Can anyone give me something that beats all of that in terms of energy to cost (including environmental)?
Living in Chile
Australia does not depend wholly on coal, you know. In fact, wind power generation is increasing by a large amount.
How do I know this? My brother works at the wind farm on the south coast of south-eastern South Australia (it's near a place called Millicent). He is currently working extremely long hours constructing yet another batch of turbines. This is the second batch he's worked on in only a few years, and both batches are huge (we're talking dozens of turbines, not just a handful). So, it's not some feel-good experiment, it's a full-fledged economically-viable business.
As for solar energy, Australia has so much sunlight we'd have to be crazy not to make use of it. I know there are problems with transmission if you put a big solar plant out in the middle of nowhere, but that's not what I'm talking about. Think about all of the roofs in all of the cities - not just residential, either. How much solar energy is being wasted just bouncing off of the corrugated iron roofs of warehouses and factories? Put solar collectors on them, and they'd probably generate more power than they'd use - at least during the day, and most factories shut down at night.
Solar collectors may only run during the day, and may lose efficiency during cloudy days, but consider this - when is the single biggest draw time? Summer, during the day, when all those air conditioners are running. This also happens to be when the skies are clearest and the solar radiation received at its highest - therefore when the solar collectors would be at their most efficient.
Yes, we may not be able to just ban coal - yet. But we can easily reduce the dependence on it if we look outside the box, and don't just bag alternatives out of hand.
So, I suppose mining billions of gallons of oil and coal isn't raping the earth? Not to mention the mining equipment, traveling/shipping equipment, pipelines, refinement factories, giant coal furnaces, etc....
There may be enough wind in the world to supply our need 40 times over, but is the cost of tapping the energy source competitive with the cost of coal, gas, or nuclear power?
All of this get subsidies, as well as pass costs to others.
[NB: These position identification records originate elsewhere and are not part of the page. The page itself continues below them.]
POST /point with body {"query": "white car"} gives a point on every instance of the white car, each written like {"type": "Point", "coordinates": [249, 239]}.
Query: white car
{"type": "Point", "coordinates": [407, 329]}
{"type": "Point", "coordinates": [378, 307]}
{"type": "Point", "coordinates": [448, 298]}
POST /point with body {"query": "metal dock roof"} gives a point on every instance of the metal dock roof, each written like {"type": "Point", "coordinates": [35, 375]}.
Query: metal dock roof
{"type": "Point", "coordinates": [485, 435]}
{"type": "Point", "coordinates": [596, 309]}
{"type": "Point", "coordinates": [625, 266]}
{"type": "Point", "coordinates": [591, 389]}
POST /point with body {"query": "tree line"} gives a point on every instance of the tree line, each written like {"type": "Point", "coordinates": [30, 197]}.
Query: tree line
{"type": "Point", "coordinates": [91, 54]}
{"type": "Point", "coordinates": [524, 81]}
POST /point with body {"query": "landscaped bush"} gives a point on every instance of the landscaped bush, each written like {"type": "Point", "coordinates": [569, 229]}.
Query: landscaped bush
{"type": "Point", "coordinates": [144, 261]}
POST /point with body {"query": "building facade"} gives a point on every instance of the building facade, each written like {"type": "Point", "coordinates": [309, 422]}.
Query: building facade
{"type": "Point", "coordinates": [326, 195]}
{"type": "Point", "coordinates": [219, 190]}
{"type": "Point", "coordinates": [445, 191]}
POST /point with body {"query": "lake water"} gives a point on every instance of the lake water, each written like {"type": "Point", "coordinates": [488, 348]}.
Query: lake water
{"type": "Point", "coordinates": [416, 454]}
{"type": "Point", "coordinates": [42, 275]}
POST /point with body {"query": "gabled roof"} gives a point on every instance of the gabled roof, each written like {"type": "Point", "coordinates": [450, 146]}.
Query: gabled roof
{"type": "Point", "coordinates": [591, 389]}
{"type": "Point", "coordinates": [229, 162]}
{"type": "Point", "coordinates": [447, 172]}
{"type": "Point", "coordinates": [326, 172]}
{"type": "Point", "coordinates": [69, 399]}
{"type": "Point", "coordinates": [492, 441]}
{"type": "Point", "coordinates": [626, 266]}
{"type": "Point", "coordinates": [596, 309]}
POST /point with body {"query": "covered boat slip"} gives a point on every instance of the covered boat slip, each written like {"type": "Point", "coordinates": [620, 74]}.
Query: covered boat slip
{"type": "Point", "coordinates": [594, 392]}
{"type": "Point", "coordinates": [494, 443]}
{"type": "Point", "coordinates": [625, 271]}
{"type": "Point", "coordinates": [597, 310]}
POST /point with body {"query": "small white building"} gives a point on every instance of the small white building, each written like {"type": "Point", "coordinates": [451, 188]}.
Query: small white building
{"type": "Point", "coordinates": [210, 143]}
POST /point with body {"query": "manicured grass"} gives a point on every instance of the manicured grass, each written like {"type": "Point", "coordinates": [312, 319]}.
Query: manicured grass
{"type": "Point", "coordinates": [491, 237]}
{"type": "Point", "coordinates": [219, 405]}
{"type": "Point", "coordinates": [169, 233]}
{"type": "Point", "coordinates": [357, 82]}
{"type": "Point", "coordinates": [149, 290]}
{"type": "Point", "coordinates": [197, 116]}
Coal slurry spills happen all too frequently. Mountain top removal contaminates a lot of land. As does uranium mining. Without government subsidies nuclear power isn't even profitable. Though natural gas emits a lot less CO2 than coal when burned it releases a lot more methane, which is more than 20 tymes as potent a greenhouse gas as CO2. Then it needs pipelines to deliver it.
We know that there are all sorts of natural energy sources around us, but its the financial cost that keeps us from recovering it.
More like it's politics. If financial costs were that important there would be no nuclear power. As I said before even coal gets subsidies. "Chevron agrees to lobby with Sierra Club to end coal subsidies". In "My Climate Bill 'Has Huge Subsidies For Clean Coal! Huge!' Rep Edward Markey goes over some of the subsidies different energy sources get.
Should there be a Law?
BS. Mining for nuclear fuel is probably the dirtiest mining there is.
Per tonne of fuel, compared to coal? Probably. Per generated watt? Not a chance. If we allowed modern reprocessing reactors, the balance would tilt even further in nuclear's favor.
You're special forces then? That's great! I just love your olympics!